I quickly discovered that of all the subdisciplines of economics, international trade theory was the silliest. Gunboats and military spending make no appearance in this theorizing, nor do the all-important “errors and omissions,” capital flight, smuggling, or fictitious transfer pricing for tax avoidance. These elisions are needed to steer trade theory toward the perverse and destructive conclusion that any country can pay any amount of debt, simply by lowering wages enough to pay creditors. All that seems to be needed is sufficient devaluation (what mainly is devalued is the cost of local labor), or lowering wages by labor market “reforms” and austerity programs. This theory has been proved false everywhere it has been applied, but it remains the essence of IMF orthodoxy.

Academic monetary theory is even worse. Milton Friedman’s “Chicago School” relates the money supply only to commodity prices and wages, not to asset prices for real estate, stocks and bonds. It pretends that money and credit are lent to business for investment in capital goods and new hiring, not to buy real estate, stocks and bonds. There is little attempt to take into account the debt service that must be paid on this credit, diverting spending away from consumer goods and tangible capital goods. So I found academic theory to be the reverse of how the world actually works. None of my professors had enough real-world experience in banking or Wall Street to notice.

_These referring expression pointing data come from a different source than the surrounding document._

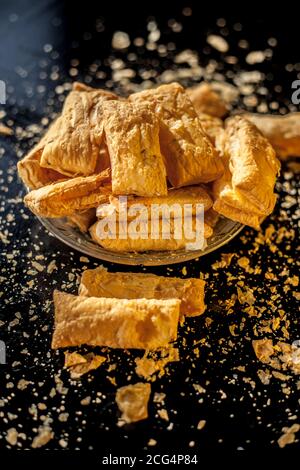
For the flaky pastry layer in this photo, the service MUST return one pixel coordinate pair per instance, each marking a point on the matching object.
(101, 283)
(116, 323)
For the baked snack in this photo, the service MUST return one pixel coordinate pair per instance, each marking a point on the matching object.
(31, 172)
(188, 195)
(73, 148)
(132, 137)
(101, 283)
(190, 157)
(245, 192)
(116, 323)
(157, 235)
(282, 131)
(64, 198)
(83, 219)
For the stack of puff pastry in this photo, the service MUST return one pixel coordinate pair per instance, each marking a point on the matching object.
(165, 145)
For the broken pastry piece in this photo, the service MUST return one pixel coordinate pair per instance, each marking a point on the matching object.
(83, 219)
(116, 323)
(73, 148)
(190, 157)
(64, 198)
(132, 137)
(245, 192)
(31, 172)
(152, 235)
(100, 283)
(282, 131)
(132, 401)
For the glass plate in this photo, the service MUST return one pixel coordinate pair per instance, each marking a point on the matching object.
(224, 231)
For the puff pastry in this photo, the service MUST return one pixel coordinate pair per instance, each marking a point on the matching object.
(100, 283)
(31, 172)
(132, 136)
(187, 195)
(64, 198)
(190, 157)
(83, 219)
(164, 240)
(74, 147)
(282, 131)
(245, 191)
(116, 323)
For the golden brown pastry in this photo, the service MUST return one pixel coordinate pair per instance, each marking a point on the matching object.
(116, 323)
(162, 240)
(100, 283)
(132, 401)
(73, 148)
(282, 131)
(190, 157)
(132, 137)
(29, 168)
(64, 198)
(187, 195)
(83, 219)
(211, 217)
(245, 192)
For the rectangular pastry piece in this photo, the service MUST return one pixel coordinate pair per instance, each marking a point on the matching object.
(282, 131)
(190, 156)
(31, 172)
(116, 323)
(100, 283)
(163, 237)
(132, 137)
(245, 192)
(73, 148)
(64, 198)
(83, 219)
(188, 195)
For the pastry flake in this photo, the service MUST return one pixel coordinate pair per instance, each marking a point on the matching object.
(132, 137)
(132, 401)
(64, 198)
(101, 283)
(190, 157)
(115, 323)
(245, 192)
(282, 131)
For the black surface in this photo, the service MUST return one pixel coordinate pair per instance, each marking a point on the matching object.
(240, 412)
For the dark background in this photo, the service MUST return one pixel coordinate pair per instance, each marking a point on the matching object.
(243, 417)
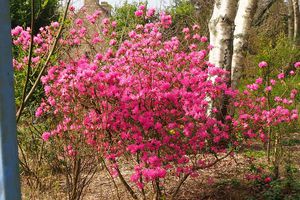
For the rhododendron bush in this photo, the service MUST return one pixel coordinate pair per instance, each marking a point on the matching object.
(148, 99)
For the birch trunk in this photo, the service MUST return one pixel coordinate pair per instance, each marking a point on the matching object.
(296, 22)
(243, 20)
(221, 28)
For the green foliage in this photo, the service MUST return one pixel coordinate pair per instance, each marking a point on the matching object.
(125, 18)
(45, 12)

I spent three years at the New School developing an analysis of why the global economy is polarizing rather than converging. I found that “mercantilist” economic theories already in the 18th century were ahead of today’s mainstream in many ways. I also saw how much more clearly early economists recognized the problems of governments (or others) relying on creditors for policy advice. As Adam Smith explained,

a creditor of the public, considered merely as such, has no interest in the good condition of any particular portion of land, or in the good management of any particular portion of capital stock. … He has no inspection of it. He can have no care about it. Its ruin may in some cases be unknown to him, and cannot directly affect him.

The bondholders’ interest is solely to extricate as much as they can as quickly as possible with little concern for the social devastation they cause. Yet they have managed to sell the idea that sovereign nations as well as individuals have a moral obligation to pay debts, even to act on behalf of creditors instead of their domestic populations.

My warning that Third World countries would not to be able to pay their debts disturbed the department’s chairman, Robert Heilbroner. Finding the idea unthinkable, he complained that my emphasis on financial overhead was distracting students from the key form of exploitation: that of wage labor by its employers. Not even the Marxist teachers he hired paid much attention to interest, debt or rent extraction.

I found a similar left-wing aversion to dealing with debt problems when I was invited to meetings at the Institute for Policy Studies in Washington. When I expressed my interest in preparing the ground for cancellation of Third World debts, IPS co-director Marcus Raskin said that he thought this was too far off the wall for them to back. (It took another decade, until 1982, for Mexico to trigger the Latin American “debt bomb” by announcing its above-noted inability to pay.)

In 1972 I published my first major book, Super Imperialism: The Economic Strategy of American Empire, explaining how taking the U.S. dollar off gold in 1971 left only U.S. Treasury debt as the basis for global reserves. The balance-of-payments deficit stemming from foreign military spending pumped dollars abroad. These ended up in the hands of central banks that recycled them to the United States by buying Treasury securities — which in turn financed the domestic budget deficit. This gives the U.S. economy a unique free financial ride. It is able to self-finance its deficits seemingly ad infinitum. The balance-of-payments deficit actually ended up financing the domestic budget deficit for many years. The post-gold international financial system obliged foreign countries to finance U.S. military spending, whether or not they supported it.